Optimisation within any machine learning algorithm is incremental to the purity of the algorithm. Gradient Descent Algorithm assists in minimising cost function errors and improving the algorithm’s parameters. Although the Gradient Descent algorithm is used widely in Machine Learning and Deep Learning, its effectiveness can be determined by the quantity of data, amount of iterations and accuracy preferred, and amount of time available. For small-scale datasets, the Batch Gradient Descent is optimal. Stochastic Gradient Descent (SGD) proves to be more efficient for detailed and more extensive data sets. In contrast, Mini Batch Gradient Descent is used for quicker optimisation.
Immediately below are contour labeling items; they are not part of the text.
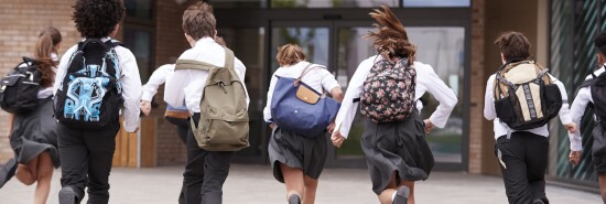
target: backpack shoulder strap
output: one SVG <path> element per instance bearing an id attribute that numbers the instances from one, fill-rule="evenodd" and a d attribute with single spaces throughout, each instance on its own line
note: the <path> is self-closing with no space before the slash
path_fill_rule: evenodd
<path id="1" fill-rule="evenodd" d="M 234 63 L 236 61 L 236 57 L 234 56 L 234 51 L 227 49 L 227 46 L 224 46 L 225 49 L 225 68 L 235 68 Z"/>
<path id="2" fill-rule="evenodd" d="M 175 71 L 177 69 L 210 71 L 214 68 L 218 68 L 218 67 L 213 64 L 199 62 L 195 60 L 177 60 L 175 64 Z"/>

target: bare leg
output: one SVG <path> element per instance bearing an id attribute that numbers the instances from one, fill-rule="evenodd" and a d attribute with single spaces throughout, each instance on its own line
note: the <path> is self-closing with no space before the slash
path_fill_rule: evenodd
<path id="1" fill-rule="evenodd" d="M 381 204 L 392 204 L 393 203 L 393 193 L 396 193 L 396 172 L 391 173 L 391 180 L 389 185 L 379 194 L 379 202 Z"/>
<path id="2" fill-rule="evenodd" d="M 284 183 L 286 184 L 286 201 L 292 194 L 296 194 L 299 197 L 305 197 L 303 171 L 297 168 L 288 167 L 283 163 L 280 163 L 280 169 L 284 176 Z"/>
<path id="3" fill-rule="evenodd" d="M 53 160 L 48 152 L 37 157 L 37 185 L 35 189 L 34 204 L 45 204 L 51 192 L 51 179 L 53 178 Z"/>
<path id="4" fill-rule="evenodd" d="M 17 173 L 14 176 L 17 180 L 21 181 L 21 183 L 25 185 L 31 185 L 35 183 L 35 180 L 37 179 L 37 160 L 40 155 L 32 159 L 32 161 L 23 164 L 17 165 Z"/>
<path id="5" fill-rule="evenodd" d="M 606 204 L 606 173 L 600 173 L 599 176 L 597 176 L 597 181 L 599 183 L 599 194 L 602 195 L 602 201 Z"/>
<path id="6" fill-rule="evenodd" d="M 303 196 L 303 204 L 314 204 L 315 203 L 315 192 L 317 190 L 317 180 L 309 178 L 305 175 L 305 196 Z"/>
<path id="7" fill-rule="evenodd" d="M 408 196 L 408 204 L 414 204 L 414 182 L 413 181 L 401 181 L 400 185 L 405 185 L 410 190 L 410 194 Z"/>

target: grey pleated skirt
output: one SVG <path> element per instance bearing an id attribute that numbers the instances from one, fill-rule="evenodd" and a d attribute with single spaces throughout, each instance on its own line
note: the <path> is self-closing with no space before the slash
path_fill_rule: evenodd
<path id="1" fill-rule="evenodd" d="M 397 183 L 429 178 L 434 160 L 424 127 L 418 114 L 400 122 L 366 120 L 360 143 L 377 195 L 388 186 L 393 172 Z"/>
<path id="2" fill-rule="evenodd" d="M 280 163 L 299 168 L 303 174 L 317 180 L 326 162 L 326 136 L 306 138 L 275 128 L 269 141 L 268 152 L 273 176 L 284 183 Z"/>
<path id="3" fill-rule="evenodd" d="M 58 168 L 56 125 L 51 98 L 40 99 L 39 107 L 31 112 L 14 115 L 10 142 L 17 161 L 26 163 L 47 151 Z"/>

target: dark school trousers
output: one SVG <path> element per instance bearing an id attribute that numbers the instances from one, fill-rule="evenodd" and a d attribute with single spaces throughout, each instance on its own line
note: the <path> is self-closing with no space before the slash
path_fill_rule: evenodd
<path id="1" fill-rule="evenodd" d="M 495 154 L 499 157 L 505 191 L 510 204 L 531 204 L 545 196 L 545 172 L 548 167 L 549 139 L 527 131 L 512 132 L 508 139 L 497 139 Z"/>
<path id="2" fill-rule="evenodd" d="M 108 179 L 119 129 L 119 125 L 95 131 L 57 125 L 61 185 L 74 190 L 77 203 L 84 197 L 85 187 L 88 187 L 88 203 L 109 202 Z"/>
<path id="3" fill-rule="evenodd" d="M 197 124 L 199 114 L 192 119 Z M 229 173 L 232 151 L 206 151 L 198 147 L 192 128 L 187 133 L 187 163 L 182 193 L 185 204 L 223 203 L 223 184 Z"/>

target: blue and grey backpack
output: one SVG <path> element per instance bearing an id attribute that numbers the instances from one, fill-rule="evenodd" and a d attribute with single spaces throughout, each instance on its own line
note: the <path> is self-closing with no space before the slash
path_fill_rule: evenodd
<path id="1" fill-rule="evenodd" d="M 118 41 L 78 43 L 55 95 L 55 117 L 74 129 L 98 130 L 118 125 L 122 107 Z"/>

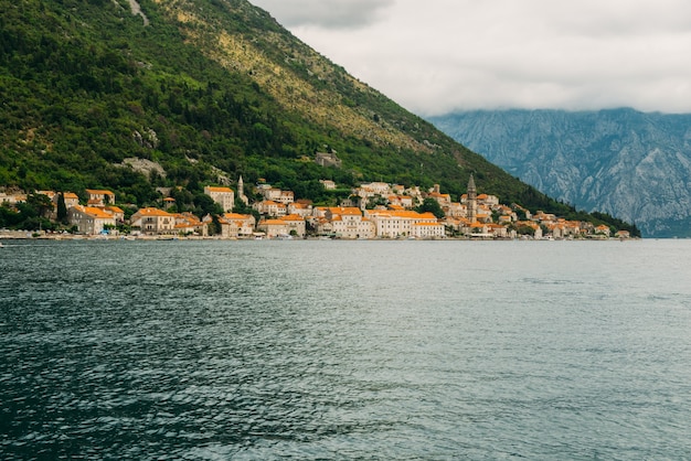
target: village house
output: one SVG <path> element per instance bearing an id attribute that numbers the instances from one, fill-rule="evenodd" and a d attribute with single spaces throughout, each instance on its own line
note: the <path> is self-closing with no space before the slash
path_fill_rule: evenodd
<path id="1" fill-rule="evenodd" d="M 274 202 L 273 200 L 263 200 L 262 202 L 256 202 L 252 205 L 252 208 L 256 210 L 261 215 L 264 216 L 279 217 L 288 214 L 288 207 L 285 204 Z"/>
<path id="2" fill-rule="evenodd" d="M 267 238 L 288 237 L 288 236 L 291 236 L 290 230 L 295 230 L 294 232 L 295 236 L 298 236 L 298 237 L 305 236 L 304 230 L 301 235 L 299 234 L 298 221 L 293 217 L 288 217 L 288 219 L 286 219 L 286 217 L 288 216 L 283 216 L 280 218 L 275 218 L 275 219 L 262 219 L 259 221 L 257 228 L 264 232 Z M 300 221 L 302 222 L 302 226 L 305 226 L 305 219 L 300 218 Z"/>
<path id="3" fill-rule="evenodd" d="M 88 195 L 87 204 L 89 206 L 115 205 L 115 194 L 110 191 L 87 189 L 86 194 Z"/>
<path id="4" fill-rule="evenodd" d="M 96 206 L 72 206 L 67 210 L 67 219 L 79 234 L 85 235 L 100 234 L 107 227 L 115 227 L 115 217 Z"/>
<path id="5" fill-rule="evenodd" d="M 146 235 L 174 234 L 176 217 L 162 210 L 147 207 L 138 210 L 129 218 L 132 227 L 139 227 Z"/>
<path id="6" fill-rule="evenodd" d="M 74 192 L 64 192 L 63 200 L 65 201 L 65 207 L 67 210 L 70 210 L 73 206 L 77 206 L 79 204 L 79 196 L 75 194 Z"/>
<path id="7" fill-rule="evenodd" d="M 439 192 L 439 184 L 435 184 L 432 191 L 427 193 L 428 199 L 437 201 L 443 208 L 451 204 L 451 196 L 449 194 L 443 194 Z"/>
<path id="8" fill-rule="evenodd" d="M 372 219 L 378 237 L 396 238 L 411 235 L 412 226 L 419 223 L 438 223 L 432 213 L 395 210 L 366 210 L 365 216 Z"/>
<path id="9" fill-rule="evenodd" d="M 364 217 L 358 207 L 328 207 L 323 217 L 330 223 L 330 233 L 338 238 L 374 238 L 376 236 L 374 223 Z"/>
<path id="10" fill-rule="evenodd" d="M 308 218 L 312 214 L 311 201 L 297 201 L 288 203 L 287 214 L 296 214 L 302 218 Z"/>
<path id="11" fill-rule="evenodd" d="M 231 187 L 225 186 L 204 186 L 204 194 L 209 195 L 214 202 L 221 205 L 224 212 L 232 212 L 235 204 L 235 192 Z"/>
<path id="12" fill-rule="evenodd" d="M 285 222 L 288 226 L 288 235 L 295 235 L 297 237 L 305 237 L 307 232 L 307 224 L 302 216 L 291 214 L 287 216 L 279 217 L 280 221 Z"/>
<path id="13" fill-rule="evenodd" d="M 319 182 L 321 183 L 321 185 L 323 185 L 323 189 L 327 191 L 336 190 L 336 183 L 331 180 L 319 180 Z"/>
<path id="14" fill-rule="evenodd" d="M 205 237 L 209 234 L 208 224 L 192 213 L 173 213 L 176 219 L 174 233 L 180 235 L 198 235 Z"/>
<path id="15" fill-rule="evenodd" d="M 115 206 L 115 205 L 105 206 L 103 211 L 113 215 L 113 218 L 115 219 L 116 223 L 125 222 L 125 211 L 120 208 L 119 206 Z"/>
<path id="16" fill-rule="evenodd" d="M 411 226 L 411 237 L 444 238 L 446 237 L 446 229 L 442 223 L 417 223 Z"/>

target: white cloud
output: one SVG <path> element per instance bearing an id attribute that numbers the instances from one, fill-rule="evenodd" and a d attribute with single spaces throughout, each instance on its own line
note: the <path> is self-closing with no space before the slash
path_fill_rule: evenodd
<path id="1" fill-rule="evenodd" d="M 394 0 L 253 0 L 286 28 L 358 29 L 376 21 Z"/>
<path id="2" fill-rule="evenodd" d="M 421 115 L 620 106 L 691 112 L 691 3 L 683 0 L 255 3 Z M 298 6 L 299 14 L 289 12 Z"/>

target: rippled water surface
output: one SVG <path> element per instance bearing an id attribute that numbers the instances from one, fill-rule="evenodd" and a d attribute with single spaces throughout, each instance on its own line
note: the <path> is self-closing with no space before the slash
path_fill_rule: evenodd
<path id="1" fill-rule="evenodd" d="M 0 458 L 691 459 L 691 242 L 6 242 Z"/>

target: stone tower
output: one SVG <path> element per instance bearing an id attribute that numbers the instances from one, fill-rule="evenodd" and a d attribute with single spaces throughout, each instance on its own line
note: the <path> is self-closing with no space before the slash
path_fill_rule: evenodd
<path id="1" fill-rule="evenodd" d="M 247 196 L 245 195 L 245 183 L 243 181 L 243 176 L 241 175 L 240 179 L 237 180 L 237 197 L 245 204 L 248 205 L 249 204 L 249 200 L 247 200 Z"/>
<path id="2" fill-rule="evenodd" d="M 468 180 L 468 203 L 466 206 L 468 207 L 468 221 L 475 223 L 478 218 L 478 191 L 475 189 L 472 173 L 470 173 L 470 179 Z"/>

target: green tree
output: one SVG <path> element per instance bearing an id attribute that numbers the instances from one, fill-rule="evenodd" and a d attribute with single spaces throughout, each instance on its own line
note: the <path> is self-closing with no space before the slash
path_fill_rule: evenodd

2. What are the challenges faced in gradient descent?

Gradient Descent is preferred to optimise machine learning models to reduce cost function. However, it has its shortcomings as well. Suppose the Gradient is diminished due to the minimum output functions of the model layers. In that case, the iterations won’t be as effective as the model will not retrain fully, updating its weights and biases. Sometimes an error gradient accumulates loads of weights and biases to keep the iterations updated. However, this gradient becomes too large to manage and is called an exploding gradient. The infrastructure requirements, learning rate balance, momentum need to be addressed.

3. Does gradient descent always converge?

Convergence is when the gradient descent algorithm successfully minimises its cost function to an optimal level. Gradient Descent Algorithm tries to minimise the cost function through the algorithm parameters. However, it can land on any of the optimal points and not necessarily the one that has a global or local optimum point. One reason for not having optimal convergence is the step size. A more significant step size results in more oscillations and may divert from the global optimal. Hence, gradient descent may not always converge on the best feature, but it still lands on the nearest feature point.